Bound-States Dynamics in One-Dimensional Multi-Species Fermionic Systems

Abstract

In this work we provide for a description of the low-energy physics of interacting multi-species fermions in terms of the bound-states that are stabilized in these systems when a spin gap opens. We argue that, at energies much smaller than the spin gap, these systems are described by a Luttinger liquid of bound-states that depends, on top of the charge stiffness and the charge velocity u, on a "Fermi" momentum PF satisfying qPF = NkF where q is the charge of the bound-state, N the number of species and kF is the Fermi momentum in the non-interacting limit.

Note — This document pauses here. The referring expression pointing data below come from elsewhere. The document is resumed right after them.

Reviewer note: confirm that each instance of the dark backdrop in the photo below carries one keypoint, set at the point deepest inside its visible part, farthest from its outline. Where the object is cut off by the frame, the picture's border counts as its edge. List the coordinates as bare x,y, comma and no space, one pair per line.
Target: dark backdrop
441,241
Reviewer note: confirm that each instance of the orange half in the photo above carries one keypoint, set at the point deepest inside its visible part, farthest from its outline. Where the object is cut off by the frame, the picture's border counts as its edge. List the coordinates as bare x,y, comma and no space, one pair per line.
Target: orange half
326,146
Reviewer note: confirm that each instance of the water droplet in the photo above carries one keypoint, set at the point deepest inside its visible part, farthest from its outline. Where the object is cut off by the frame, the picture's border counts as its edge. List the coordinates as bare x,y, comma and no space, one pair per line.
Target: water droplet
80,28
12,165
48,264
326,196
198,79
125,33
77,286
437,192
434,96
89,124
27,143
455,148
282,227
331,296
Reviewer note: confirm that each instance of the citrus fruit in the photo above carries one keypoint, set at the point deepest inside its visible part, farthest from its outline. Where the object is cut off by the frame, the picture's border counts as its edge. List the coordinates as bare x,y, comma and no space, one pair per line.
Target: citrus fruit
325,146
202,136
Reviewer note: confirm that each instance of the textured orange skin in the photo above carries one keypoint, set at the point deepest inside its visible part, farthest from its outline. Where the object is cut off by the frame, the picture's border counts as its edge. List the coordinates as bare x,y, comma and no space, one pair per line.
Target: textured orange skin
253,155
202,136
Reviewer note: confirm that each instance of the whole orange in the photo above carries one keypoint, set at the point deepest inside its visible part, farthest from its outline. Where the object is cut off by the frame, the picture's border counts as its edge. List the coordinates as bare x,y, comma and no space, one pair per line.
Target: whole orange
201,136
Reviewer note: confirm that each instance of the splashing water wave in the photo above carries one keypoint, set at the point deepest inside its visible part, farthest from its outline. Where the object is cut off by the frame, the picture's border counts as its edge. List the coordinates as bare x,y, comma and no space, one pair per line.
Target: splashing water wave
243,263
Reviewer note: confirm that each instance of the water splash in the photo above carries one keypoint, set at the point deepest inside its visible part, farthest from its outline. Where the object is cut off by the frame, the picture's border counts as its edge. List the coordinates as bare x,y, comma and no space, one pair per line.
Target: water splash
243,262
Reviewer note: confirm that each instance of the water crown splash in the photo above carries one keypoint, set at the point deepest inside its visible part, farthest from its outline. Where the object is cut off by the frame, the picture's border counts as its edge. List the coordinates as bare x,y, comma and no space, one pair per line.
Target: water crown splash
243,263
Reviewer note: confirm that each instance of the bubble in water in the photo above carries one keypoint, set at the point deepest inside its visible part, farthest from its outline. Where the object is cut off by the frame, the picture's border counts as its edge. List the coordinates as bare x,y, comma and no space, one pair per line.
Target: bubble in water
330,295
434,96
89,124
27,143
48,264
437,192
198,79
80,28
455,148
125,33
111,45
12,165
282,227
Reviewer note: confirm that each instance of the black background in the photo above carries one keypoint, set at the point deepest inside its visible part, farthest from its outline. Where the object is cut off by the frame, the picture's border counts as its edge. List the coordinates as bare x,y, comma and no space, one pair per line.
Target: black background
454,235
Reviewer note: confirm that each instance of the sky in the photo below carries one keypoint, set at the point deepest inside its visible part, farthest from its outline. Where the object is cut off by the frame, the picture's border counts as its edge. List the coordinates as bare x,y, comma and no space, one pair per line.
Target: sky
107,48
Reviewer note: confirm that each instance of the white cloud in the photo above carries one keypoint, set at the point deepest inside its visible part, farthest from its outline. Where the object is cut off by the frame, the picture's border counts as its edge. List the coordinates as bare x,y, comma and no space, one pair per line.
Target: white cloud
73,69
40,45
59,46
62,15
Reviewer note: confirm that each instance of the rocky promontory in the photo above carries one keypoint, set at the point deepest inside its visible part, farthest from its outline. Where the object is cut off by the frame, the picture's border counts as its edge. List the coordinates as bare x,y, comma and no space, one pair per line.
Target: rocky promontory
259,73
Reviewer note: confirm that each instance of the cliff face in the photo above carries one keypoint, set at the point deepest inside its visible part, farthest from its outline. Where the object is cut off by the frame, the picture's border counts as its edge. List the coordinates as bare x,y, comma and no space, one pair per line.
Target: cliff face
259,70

We further argue that for generic interactions, generic bound-states are likely to be stabilized. They are associated with emergent, in general non-local, symmetries and are in the number of five. The first two consist of either a charge q=N local SU(N) singlet or a charge q=N bound-state made of two local SU(p) and SU(N-p) singlets. In this case the Fermi momentum PF=kF is preserved. The three others have an enhanced Fermi vector PF. The latter are either charge q=2 bosonic p-wave and s-wave pairs with SO(N) and SP(N) symmetry and PF=NkF/2 or a composite fermion of charge q=1 with PF=NkF. The instabilities of these Luttinger liquid states towards incompressible phases and their possible topological nature are also discussed.